AD(H)S und Suchterkrankungen: Ein unterschätzter Risikofaktor

Suchterkrankungen gehören zu den dritthäufigsten psychischen Störungen in Deutschland. Interessanterweise zeigen Studien, dass viele von ihnen zusätzlich an einer Aufmerksamkeitsdefizit-/Hyperaktivitätsstörung (AD(H)S) leiden. Die Forschung hat herausgefunden, dass eine AD(H)S-Diagnose, insbesondere wenn sie bereits in der Kindheit gestellt wurde, ein stabiler Prädiktor für den Konsum von Tabak, Alkohol und illegalen Drogen im Erwachsenenalter ist (Dirks et al., 2017).

 

Trotz dieser wissenschaftlichen Erkenntnisse wird AD(H)S oft als „Modeerkrankung“ abgetan, und Betroffene werden belächelt, als wären sie der „Zappelphilipp“ aus der gleichnamigen Geschichte von Heinrich Hoffmann aus dem Jahr 1845. Heute wissen wir, dass die Realität von AD(H)S weitaus komplexer ist. Es handelt sich um eine genetisch bedingte neurobiologische Kondition, die Vor- und Nachteile mit sich bringt. Die Symptome an sich sind nicht zwingend krankhaft, oft sind es vielmehr die Missverständnisse und Konflikte im sozialen und beruflichen Umfeld, die für die Betroffenen belastend sind.

 

AD(H)S bei Erwachsenen: Mehr als nur Unruhe

 

Während AD(H)S bei Kindern häufig durch Unruhe, ständiges Zappeln und lautes Verhalten auffällt, zeigt sich die Störung bei Erwachsenen auf andere Weise. Sie haben beispielsweise Schwierigkeiten, pünktlich zu sein, vergessen häufig wichtige Termine oder verlieren das Zeitgefühl.

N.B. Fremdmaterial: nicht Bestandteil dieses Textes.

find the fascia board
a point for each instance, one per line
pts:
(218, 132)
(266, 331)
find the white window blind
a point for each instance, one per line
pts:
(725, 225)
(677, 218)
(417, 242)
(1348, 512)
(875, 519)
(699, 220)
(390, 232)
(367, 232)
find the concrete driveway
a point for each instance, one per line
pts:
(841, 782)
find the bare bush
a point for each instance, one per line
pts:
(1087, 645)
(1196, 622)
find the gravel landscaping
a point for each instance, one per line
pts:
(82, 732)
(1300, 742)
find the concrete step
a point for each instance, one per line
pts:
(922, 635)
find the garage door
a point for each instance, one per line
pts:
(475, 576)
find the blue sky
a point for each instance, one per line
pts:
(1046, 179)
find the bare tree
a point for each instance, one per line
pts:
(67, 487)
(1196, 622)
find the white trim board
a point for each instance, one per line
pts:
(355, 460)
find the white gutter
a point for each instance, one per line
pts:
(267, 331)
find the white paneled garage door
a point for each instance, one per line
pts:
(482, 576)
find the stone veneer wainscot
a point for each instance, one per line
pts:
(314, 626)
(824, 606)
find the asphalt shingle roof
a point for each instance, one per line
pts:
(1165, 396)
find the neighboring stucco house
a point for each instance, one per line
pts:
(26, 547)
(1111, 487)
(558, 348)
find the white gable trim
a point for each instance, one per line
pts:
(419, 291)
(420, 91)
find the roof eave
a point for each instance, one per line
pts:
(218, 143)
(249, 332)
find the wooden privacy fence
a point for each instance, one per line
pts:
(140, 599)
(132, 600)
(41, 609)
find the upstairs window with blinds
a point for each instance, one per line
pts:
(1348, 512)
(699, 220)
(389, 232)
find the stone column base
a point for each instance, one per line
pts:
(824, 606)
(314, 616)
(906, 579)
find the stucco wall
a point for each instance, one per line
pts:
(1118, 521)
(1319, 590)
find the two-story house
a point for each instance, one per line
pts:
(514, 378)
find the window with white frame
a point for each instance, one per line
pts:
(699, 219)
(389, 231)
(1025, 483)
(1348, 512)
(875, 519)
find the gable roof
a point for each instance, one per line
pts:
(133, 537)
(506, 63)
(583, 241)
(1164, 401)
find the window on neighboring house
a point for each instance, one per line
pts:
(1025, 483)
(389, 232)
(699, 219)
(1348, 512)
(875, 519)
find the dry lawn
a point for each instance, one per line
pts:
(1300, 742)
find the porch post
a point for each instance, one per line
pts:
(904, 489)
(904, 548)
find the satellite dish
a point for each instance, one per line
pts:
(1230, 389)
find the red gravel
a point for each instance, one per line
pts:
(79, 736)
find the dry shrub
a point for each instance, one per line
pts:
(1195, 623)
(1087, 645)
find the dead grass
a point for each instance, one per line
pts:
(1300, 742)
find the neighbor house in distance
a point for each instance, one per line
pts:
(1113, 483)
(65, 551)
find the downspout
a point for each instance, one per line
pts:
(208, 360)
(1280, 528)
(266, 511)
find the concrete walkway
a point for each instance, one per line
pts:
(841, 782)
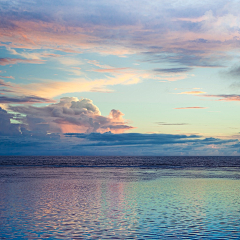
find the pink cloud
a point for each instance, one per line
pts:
(192, 92)
(191, 108)
(72, 115)
(225, 97)
(7, 61)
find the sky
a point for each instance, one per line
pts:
(119, 77)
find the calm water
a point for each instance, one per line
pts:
(129, 198)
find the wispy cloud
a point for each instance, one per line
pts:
(192, 92)
(191, 108)
(171, 124)
(172, 70)
(225, 97)
(8, 61)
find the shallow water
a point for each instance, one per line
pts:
(119, 203)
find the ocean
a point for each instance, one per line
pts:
(119, 197)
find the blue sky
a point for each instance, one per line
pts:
(159, 77)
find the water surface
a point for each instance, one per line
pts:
(62, 200)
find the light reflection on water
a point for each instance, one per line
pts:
(124, 203)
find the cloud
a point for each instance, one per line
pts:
(3, 83)
(23, 99)
(192, 92)
(171, 124)
(71, 115)
(140, 139)
(191, 108)
(233, 72)
(6, 127)
(225, 97)
(8, 61)
(172, 70)
(181, 35)
(11, 77)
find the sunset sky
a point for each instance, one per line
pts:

Multitasking, etwa das Jonglieren von zehn Aufgaben gleichzeitig, ist ebenfalls typisch. Diese ständige Reizüberflutung kann es Menschen mit AD(H)S schwer machen, sich den Anforderungen des modernen Arbeitslebens anzupassen. Kreative Ideen sprudeln unaufhörlich, während von ihnen oft präzise und strukturierte Arbeit erwartet wird. Die Unfähigkeit, diese Anforderungen zu erfüllen, erzeugt oft eine innere Anspannung, die auf Dauer schwer zu ertragen ist. Jeder Mensch braucht einen Weg, um mit Stress umzugehen, aber für Menschen mit AD(H)S kann dies zu einem Teufelskreis werden.

 

Konsum als Kompensation von innerer Anspannung

 

Um den inneren Druck zu lindern oder unangenehme Gefühle zu kompensieren, greifen manche Menschen mit AD(H)S zu Substanzen wie Alkohol oder Cannabis. Diese Substanzen bieten kurzfristige Erleichterung, verschärfen jedoch langfristig die Probleme. Die Gefahr einer Suchtentwicklung ist bei Menschen mit AD(H)S besonders hoch, da sie oft nach einem Ventil für ihre überschüssige Energie und ihre ständige innere Anspannung suchen.

 

Prävention durch Bewusstsein und Verständnis

 

Ein tieferes Verständnis von AD(H)S und seinen Herausforderungen ist der Schlüssel zur Prävention. Anstatt Betroffene zu stigmatisieren oder zu belächeln, sollten wir uns mit dem Thema der Neurodiversität auseinandersetzen und lernen, wie wir diese Menschen in unserer Gesellschaft besser unterstützen können. Missverständnisse und Konflikte im beruflichen oder privaten Umfeld könnten so vermieden werden.

 

Der Zusammenhang zwischen AD(H)S und dem Risiko einer Suchterkrankung zeigt, wie wichtig es ist, aufmerksam zu bleiben, zu reflektieren und präventiv zu handeln. Ein offener Dialog über diese Themen könnte nicht nur zu mehr Akzeptanz führen, sondern auch Betroffenen helfen, bessere Wege zur Regulation ihrer Emotionen und Bedürfnisse zu finden.